Shakespeare on screen, A midsummer night's dream : proceedings of the conference

A Midsummer Night's Dream seems to offer `fierce vexations' to film
directors since all the ambiguities of this play in which `everything seems
double' may constitute a challenge to performance. Yet this book will help to
show that it is precisely the rich ambivalence of the text that allows for so many
cinematic variations. If one film cannot render all the ambiguities of the text,
the confrontation of multiple versions can no doubt successfully convey a
multiplicity of interpretations that may merge in the spectators' minds and
grow to `something of great constancy'. If those Shakespearean films have a
life of their own, they also reveal the multifarious facets of a play whose
hybrid, even monstrous, nature is bound to feed `translations' of all sorts.

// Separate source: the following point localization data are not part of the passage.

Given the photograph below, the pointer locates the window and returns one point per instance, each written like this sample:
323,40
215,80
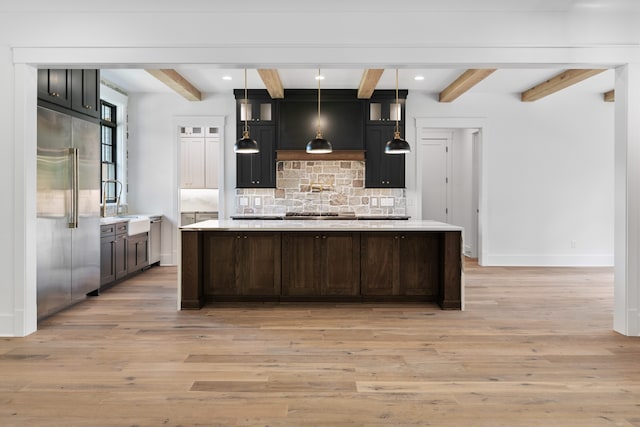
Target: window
108,144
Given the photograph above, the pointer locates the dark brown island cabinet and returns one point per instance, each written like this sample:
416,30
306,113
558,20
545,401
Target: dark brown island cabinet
121,255
321,265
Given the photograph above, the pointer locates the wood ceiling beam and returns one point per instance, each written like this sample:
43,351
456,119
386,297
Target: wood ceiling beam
557,83
609,96
368,82
175,81
464,82
272,82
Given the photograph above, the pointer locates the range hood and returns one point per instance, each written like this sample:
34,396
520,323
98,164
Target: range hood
285,155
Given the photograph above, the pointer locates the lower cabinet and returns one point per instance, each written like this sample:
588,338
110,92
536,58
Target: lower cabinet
400,264
338,265
137,252
321,264
121,258
246,264
121,254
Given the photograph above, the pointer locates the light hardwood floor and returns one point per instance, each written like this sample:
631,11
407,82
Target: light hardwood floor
535,347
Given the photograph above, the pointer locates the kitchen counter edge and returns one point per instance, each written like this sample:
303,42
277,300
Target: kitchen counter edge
314,225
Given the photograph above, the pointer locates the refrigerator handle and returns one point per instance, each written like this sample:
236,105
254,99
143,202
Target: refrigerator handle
73,221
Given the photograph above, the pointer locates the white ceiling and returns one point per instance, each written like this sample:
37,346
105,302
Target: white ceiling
210,80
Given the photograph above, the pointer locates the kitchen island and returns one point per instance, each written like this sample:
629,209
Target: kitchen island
321,260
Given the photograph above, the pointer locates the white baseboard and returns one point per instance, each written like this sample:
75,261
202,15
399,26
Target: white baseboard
532,260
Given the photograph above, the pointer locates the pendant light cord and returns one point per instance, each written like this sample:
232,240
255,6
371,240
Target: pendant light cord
318,132
246,102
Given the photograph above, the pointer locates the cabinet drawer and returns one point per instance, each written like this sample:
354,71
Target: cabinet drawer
121,227
108,230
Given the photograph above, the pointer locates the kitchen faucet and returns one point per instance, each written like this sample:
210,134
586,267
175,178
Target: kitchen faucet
103,208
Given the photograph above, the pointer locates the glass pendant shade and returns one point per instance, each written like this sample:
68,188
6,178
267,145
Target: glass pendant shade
246,145
397,145
319,145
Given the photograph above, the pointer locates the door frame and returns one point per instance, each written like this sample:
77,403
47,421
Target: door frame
433,134
436,124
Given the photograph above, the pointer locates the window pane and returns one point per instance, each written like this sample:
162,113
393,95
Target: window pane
395,112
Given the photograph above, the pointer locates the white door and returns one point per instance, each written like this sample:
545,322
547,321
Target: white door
432,170
192,156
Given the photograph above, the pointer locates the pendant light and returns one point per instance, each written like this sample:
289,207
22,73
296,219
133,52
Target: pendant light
246,145
319,145
397,145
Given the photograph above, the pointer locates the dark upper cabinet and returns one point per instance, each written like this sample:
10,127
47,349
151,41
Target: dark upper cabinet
72,91
382,112
382,170
54,86
85,92
382,108
321,264
230,277
259,109
341,119
258,170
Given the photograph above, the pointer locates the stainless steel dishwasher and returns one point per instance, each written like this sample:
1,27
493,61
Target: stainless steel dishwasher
155,239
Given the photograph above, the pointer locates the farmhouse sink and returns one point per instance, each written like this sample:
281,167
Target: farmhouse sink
137,224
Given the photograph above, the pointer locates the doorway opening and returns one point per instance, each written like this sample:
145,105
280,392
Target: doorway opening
449,180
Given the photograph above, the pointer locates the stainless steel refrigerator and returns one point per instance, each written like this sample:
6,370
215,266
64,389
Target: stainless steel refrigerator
68,206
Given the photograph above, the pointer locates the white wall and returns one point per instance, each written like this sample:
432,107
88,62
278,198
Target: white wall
548,175
153,154
148,33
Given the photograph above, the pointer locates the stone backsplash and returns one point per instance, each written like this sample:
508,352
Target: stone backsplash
320,186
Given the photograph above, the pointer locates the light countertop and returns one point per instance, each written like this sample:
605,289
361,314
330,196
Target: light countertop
324,225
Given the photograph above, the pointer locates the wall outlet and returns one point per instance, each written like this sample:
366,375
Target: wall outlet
386,201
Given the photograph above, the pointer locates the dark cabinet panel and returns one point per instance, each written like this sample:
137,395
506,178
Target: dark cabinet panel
378,259
137,252
401,264
382,170
220,276
259,108
299,269
54,86
75,91
321,264
419,272
121,254
247,264
340,263
85,92
258,170
261,275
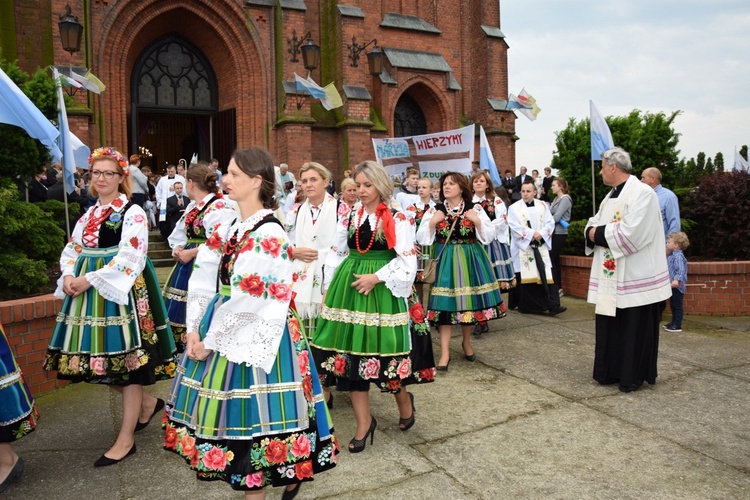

The
purpose of this volume is precisely to explore how A Midsummer Night's
Dream has been `translated' on screen.
This volume includes contributions by Kenneth S. Rothwell, Bernice W.
Kliman, Richard Burt, Nathalie Vienne-Guerrin, Michèle Willems, Olivier
Stockman, Kevin De Ornellas, Sarah Hatchuel, Jay L. Halio, Mark Thornton
Burnett, Pierre Berthomieu and José Ramón Díaz Fernández.